Justice Thomas, Who Thinks Federal Child Labor Laws Are Unconstitutional, Complains About Judicial Activism

At a speech to Nebraska law students, Justice Clarence Thomas made a surprising claim — that the Supreme Court has been too activist and should stop second-guessing elected leaders:

[Thomas] told the group that the court is being asked to play too big of a role in the nation’s governance. Currently, he said too many of the difficult decisions are being left to the courts to decide.

“The really hard calls ought to be made by citizens and their political leaders,” Thomas said.

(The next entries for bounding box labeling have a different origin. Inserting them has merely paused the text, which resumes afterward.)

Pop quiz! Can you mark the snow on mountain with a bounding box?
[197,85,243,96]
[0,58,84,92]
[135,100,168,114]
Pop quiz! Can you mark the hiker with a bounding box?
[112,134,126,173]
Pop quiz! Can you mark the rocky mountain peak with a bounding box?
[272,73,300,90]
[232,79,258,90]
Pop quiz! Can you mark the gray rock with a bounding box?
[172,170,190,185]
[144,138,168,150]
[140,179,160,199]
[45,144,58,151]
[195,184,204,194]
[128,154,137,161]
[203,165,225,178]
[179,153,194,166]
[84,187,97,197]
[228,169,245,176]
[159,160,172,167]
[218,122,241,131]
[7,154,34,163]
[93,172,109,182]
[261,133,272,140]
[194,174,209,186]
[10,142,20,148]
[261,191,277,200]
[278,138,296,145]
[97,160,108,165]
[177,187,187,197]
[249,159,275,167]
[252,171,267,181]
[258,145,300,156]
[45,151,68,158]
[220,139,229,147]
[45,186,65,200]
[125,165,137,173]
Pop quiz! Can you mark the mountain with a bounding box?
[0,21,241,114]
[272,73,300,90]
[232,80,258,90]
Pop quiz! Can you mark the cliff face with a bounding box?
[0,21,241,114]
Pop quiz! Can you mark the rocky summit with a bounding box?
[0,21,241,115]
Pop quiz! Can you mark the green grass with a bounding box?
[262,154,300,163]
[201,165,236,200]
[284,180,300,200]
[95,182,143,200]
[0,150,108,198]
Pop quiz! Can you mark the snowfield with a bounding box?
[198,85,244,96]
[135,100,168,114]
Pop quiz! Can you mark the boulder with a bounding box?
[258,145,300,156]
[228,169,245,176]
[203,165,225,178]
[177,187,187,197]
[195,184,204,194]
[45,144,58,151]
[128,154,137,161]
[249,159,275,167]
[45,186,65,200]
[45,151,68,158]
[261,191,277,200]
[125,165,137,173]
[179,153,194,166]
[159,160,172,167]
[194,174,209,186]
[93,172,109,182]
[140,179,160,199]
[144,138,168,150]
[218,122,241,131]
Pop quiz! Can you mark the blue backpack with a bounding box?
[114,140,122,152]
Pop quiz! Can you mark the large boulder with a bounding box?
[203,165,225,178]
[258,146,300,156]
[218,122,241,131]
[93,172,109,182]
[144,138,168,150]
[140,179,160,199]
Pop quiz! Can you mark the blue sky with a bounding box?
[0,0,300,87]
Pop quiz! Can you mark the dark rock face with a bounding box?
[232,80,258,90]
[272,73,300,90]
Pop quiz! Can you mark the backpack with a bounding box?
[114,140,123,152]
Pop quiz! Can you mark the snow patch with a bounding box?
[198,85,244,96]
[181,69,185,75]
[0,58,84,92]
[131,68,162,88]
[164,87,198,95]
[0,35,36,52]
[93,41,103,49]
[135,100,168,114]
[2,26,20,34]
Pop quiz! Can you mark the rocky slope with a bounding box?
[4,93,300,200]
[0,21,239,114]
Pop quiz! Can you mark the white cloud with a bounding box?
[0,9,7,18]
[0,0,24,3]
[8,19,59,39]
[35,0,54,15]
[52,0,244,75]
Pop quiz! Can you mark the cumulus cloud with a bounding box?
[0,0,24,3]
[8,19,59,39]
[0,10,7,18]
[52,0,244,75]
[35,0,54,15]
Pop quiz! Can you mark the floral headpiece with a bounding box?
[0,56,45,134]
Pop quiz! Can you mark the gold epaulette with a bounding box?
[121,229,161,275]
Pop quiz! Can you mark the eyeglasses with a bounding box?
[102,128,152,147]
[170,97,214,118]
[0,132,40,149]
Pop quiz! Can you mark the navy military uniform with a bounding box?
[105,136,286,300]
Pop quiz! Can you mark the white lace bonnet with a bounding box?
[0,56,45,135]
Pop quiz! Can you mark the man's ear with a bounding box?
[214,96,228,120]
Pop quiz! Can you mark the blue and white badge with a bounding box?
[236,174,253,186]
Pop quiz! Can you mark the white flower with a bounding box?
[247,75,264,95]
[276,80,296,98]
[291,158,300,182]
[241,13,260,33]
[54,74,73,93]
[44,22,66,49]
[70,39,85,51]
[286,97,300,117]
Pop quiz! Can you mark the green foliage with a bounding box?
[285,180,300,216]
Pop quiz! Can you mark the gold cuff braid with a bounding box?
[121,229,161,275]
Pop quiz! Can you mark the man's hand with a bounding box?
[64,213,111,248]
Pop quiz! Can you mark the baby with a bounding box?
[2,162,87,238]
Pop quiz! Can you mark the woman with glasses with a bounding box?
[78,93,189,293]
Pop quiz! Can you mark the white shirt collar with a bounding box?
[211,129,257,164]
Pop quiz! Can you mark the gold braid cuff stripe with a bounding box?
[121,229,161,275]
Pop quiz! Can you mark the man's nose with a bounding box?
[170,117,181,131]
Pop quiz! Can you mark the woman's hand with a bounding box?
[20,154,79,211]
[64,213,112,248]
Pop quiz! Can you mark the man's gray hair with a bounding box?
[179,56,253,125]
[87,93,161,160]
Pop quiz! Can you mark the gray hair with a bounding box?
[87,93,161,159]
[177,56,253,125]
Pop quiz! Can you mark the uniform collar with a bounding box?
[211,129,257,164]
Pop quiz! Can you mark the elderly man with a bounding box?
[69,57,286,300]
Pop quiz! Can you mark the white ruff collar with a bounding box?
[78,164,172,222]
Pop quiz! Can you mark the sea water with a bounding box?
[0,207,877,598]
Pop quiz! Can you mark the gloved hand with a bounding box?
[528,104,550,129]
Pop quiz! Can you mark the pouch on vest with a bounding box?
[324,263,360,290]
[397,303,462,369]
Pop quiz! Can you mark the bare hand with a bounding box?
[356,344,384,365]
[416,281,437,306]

Thomas is, of course, correct that the current Supreme Court has gone out of its way to undermine democracy. Thomas and his four conservative colleagues destroyed meaningful checks on corporate money in politics. They undermined essential workplace protections enacted by democratically elected officials, and they wholeheartedly endorse a privatized, corporate-owned arbitration system which allows powerful corporations to immunize themselves from countless laws.


Moreover, Justice Thomas is by far the worst offender on the Supreme Court. A 2005 Yale study found that Thomas is more likely to strike down an act of Congress than any other member of the Court. Indeed, if given his way, Thomas would return America to an era when fathers competed with their teenaged children for work and African-Americans could legally be excluded from jobs, hotels, and lunch counters:

Congress may regulate activities that “substantially affect interstate commerce.” This “substantial effects” power is the basis of Congress’s authority to make labor laws universal throughout all places of employment.

Yet Justice Clarence Thomas claimed in three separate cases — U.S. v. Lopez, U.S. v. Morrison, and Gonzales v. Raich — that this “substantial effects” test is “at odds with the constitutional design.” It is possible that Thomas’s vision would still allow some limited federal labor regulation — such as a law prohibiting children from becoming railway workers — but anything resembling the essential web of federal laws that protect American workers today would be impossible. […]

In 1964, the Supreme Court unanimously upheld the federal ban on whites-only lunch counters — once again relying on the “substantial effects” test to do so. For this reason, it is likely the Justice Thomas would strike down this and other federal laws protecting civil rights.

So Thomas’ claim that “the court is being asked to play too big of a role in the nation’s governance” is quite true — and all that Thomas needs to do to fix this problem is to quit the relentless campaign of judicial activism he began the minute he joined the Supreme Court.